After a hearing before the Upper St. Clair school board, the board affirmed the district's non-renewal decision. On appeal, the Court of Common Pleas of Allegheny County also affirmed. The Commonwealth Court reversed, however, holding that appellees were tenured employees when the district's decision took effect. Pookman v. School District of the Township of Upper St. Clair, 80 Pa.Commw. 14, 470 A.2d 1110 (1984). We granted the school district's petition for allowance of appeal, and we now reverse.

The standard of review in this case is defined by local agency law. Section 754(b) of the Code of Administrative Procedure provides, in pertinent part:

(b) [A reviewing] court shall affirm the adjudication [of a local agency] unless it shall find that the adjudication is in violation of the constitutional rights of the appellant, or is not in accordance with law, or that the provisions of Subchapter B of Chapter 5 (relating to practice and procedure of local agencies) have been violated in the proceedings before the agency, or that any finding of fact made by the agency and necessary to support its adjudication is not supported by substantial evidence.

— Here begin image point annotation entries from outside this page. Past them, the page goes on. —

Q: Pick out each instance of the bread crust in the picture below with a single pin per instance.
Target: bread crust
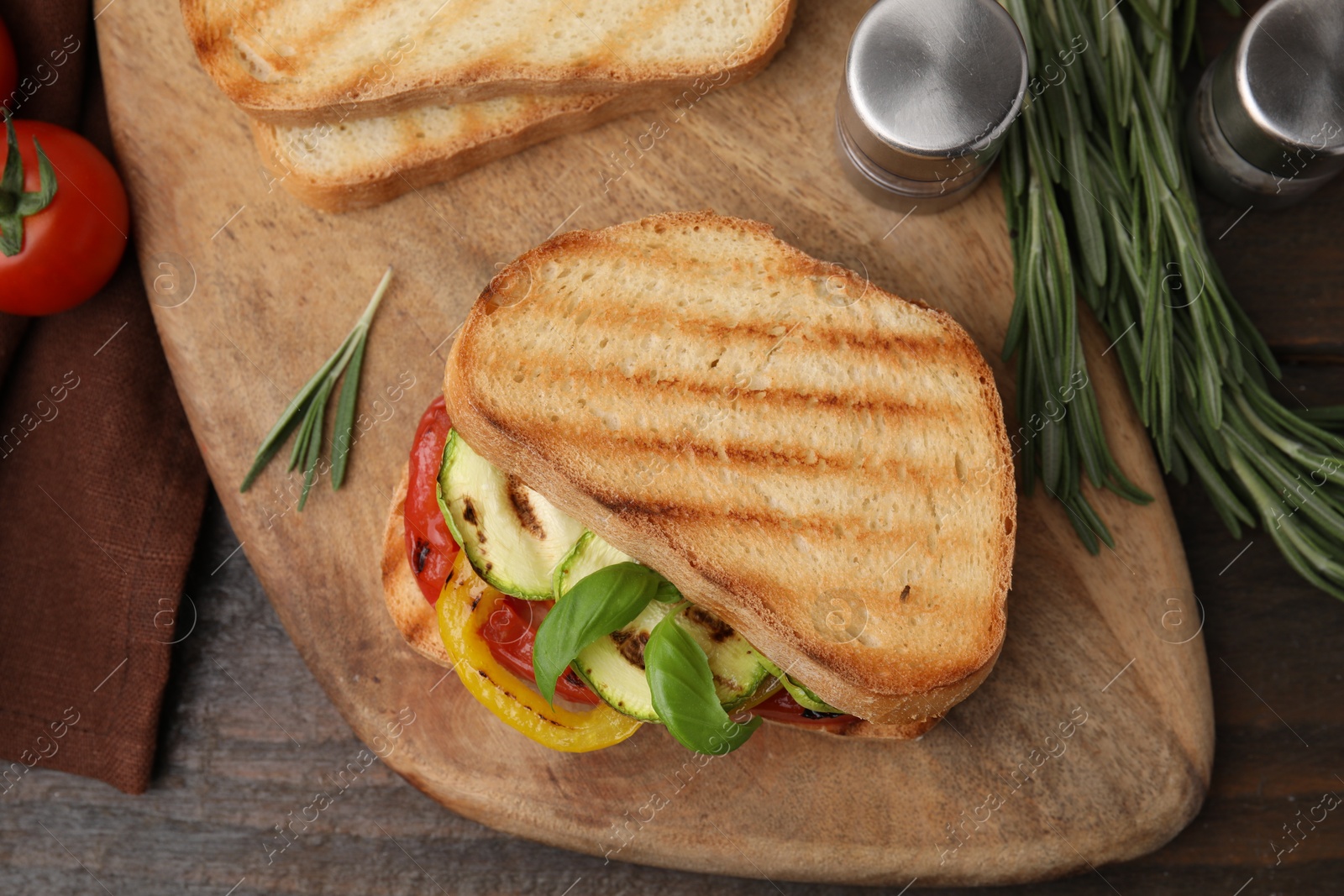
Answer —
(391, 177)
(286, 102)
(860, 688)
(416, 620)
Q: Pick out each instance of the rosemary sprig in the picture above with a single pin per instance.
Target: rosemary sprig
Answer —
(308, 409)
(1095, 170)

2 Pa.C.S.A. § 754(b). Applying this standard to the instant case, we note that appellees do not claim that their constitutional rights were violated, nor do they complain about any of the school board's hearing procedures. Furthermore, the facts of the case are not in dispute. Our task, therefore, is to simply determine whether the board committed an error of law and, if so, to correct that error. Pease v. Millcreek Township School District, 412 Pa. 378, 195 A.2d 104 (1963).

The acquisition of tenure by the employees of our public schools is governed by the Public School Code, 24 P.S. § 1-101, et seq., and the issue of whether appellees were tenured or non-tenured in relation to the school district's nonrenewal decision is solely a matter of statutory construction.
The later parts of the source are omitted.